Fiscal deficit target for FY25:
- The Indian government will lower its debt level and the fiscal deficit is to be cut to 5.1% of gross domestic product in FY25, from 5.9% in FY24.
- The finance minister also said the fiscal deficit estimate for FY24 has been revised to 5.8% of GDP, from the 5.9% estimated earlier for the financial year.
- Boost Investments:
- The assurance from the government will help investors’ confidence.
- It will improve fiscal stability as the move will ensure that sovereign yields are range-bound.
Centre’s fiscal consolidation strategy:
- The use of technology in tax administration
- Information-driven voluntary compliance,
- Greater formalisation of the economy,
- Expanding the scope of taxes deducted or collected at source,
- Growing tax base, and economic growth
What is fiscal deficit?
- It is the difference between the Revenue Receipts plus Non-debt Capital Receipts (NDCR) and the total expenditure.

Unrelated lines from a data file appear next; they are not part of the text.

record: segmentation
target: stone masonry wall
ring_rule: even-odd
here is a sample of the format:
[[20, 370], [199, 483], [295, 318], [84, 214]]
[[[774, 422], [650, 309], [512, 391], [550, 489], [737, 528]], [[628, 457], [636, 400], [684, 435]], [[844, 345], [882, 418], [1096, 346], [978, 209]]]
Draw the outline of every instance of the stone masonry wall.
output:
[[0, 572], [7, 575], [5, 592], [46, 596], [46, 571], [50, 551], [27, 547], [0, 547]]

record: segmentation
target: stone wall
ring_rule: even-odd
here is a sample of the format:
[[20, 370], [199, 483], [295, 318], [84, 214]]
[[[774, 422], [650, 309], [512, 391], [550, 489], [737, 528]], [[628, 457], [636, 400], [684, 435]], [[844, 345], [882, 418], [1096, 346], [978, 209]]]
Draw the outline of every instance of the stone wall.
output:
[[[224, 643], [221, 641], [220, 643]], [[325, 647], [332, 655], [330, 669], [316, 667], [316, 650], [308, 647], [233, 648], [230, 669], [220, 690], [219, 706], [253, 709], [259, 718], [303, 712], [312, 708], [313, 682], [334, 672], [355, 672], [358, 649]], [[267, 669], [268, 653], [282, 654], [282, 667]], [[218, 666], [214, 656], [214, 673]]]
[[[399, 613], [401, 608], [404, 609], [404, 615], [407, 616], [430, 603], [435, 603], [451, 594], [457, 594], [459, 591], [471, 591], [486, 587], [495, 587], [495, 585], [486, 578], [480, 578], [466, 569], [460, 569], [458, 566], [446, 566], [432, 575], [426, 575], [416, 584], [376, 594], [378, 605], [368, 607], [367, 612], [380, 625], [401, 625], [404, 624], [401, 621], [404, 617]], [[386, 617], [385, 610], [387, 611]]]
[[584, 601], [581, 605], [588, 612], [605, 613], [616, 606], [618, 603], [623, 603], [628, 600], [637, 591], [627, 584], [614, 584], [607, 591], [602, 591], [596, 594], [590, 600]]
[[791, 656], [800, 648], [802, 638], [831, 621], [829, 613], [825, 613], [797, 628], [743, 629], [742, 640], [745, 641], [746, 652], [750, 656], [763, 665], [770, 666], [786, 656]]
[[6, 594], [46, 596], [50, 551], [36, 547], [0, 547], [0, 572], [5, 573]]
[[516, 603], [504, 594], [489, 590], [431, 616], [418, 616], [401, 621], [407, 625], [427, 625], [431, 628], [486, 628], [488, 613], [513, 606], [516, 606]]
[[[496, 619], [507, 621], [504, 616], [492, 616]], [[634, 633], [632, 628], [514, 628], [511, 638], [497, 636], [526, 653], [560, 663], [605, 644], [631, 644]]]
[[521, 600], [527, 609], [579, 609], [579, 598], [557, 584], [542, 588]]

- In other words, fiscal deficit is a result of the government’s total expenditures exceeding the revenue that it generates, excluding money from borrowings.
- A significant fiscal deficit can lead to a higher national debt and increased costs related to debt servicing.
- This can adversely affect the economy, potentially devaluing the national currency and hindering private sector investments.
What is the significance of fiscal deficit?
- In the economy, there is a limited pool of investible savings. These savings are used by financial institutions like banks to lend to private businesses (both big and small) and the governments (Centre and state).
- If the fiscal deficit ratio is too high, it implies that there is a lesser amount of money left in the market for private entrepreneurs and businesses to borrow.
- Lesser amount of this money, in turn, leads to higher rates of interest charged on such lending.
- So, simply put, a higher fiscal deficit means higher borrowing by the government, which, in turn, mean higher interest rates in the economy.
- A high fiscal deficit and higher interest rates would also mean that the efforts of the Reserve Bank of India to reduce interest rates are undone.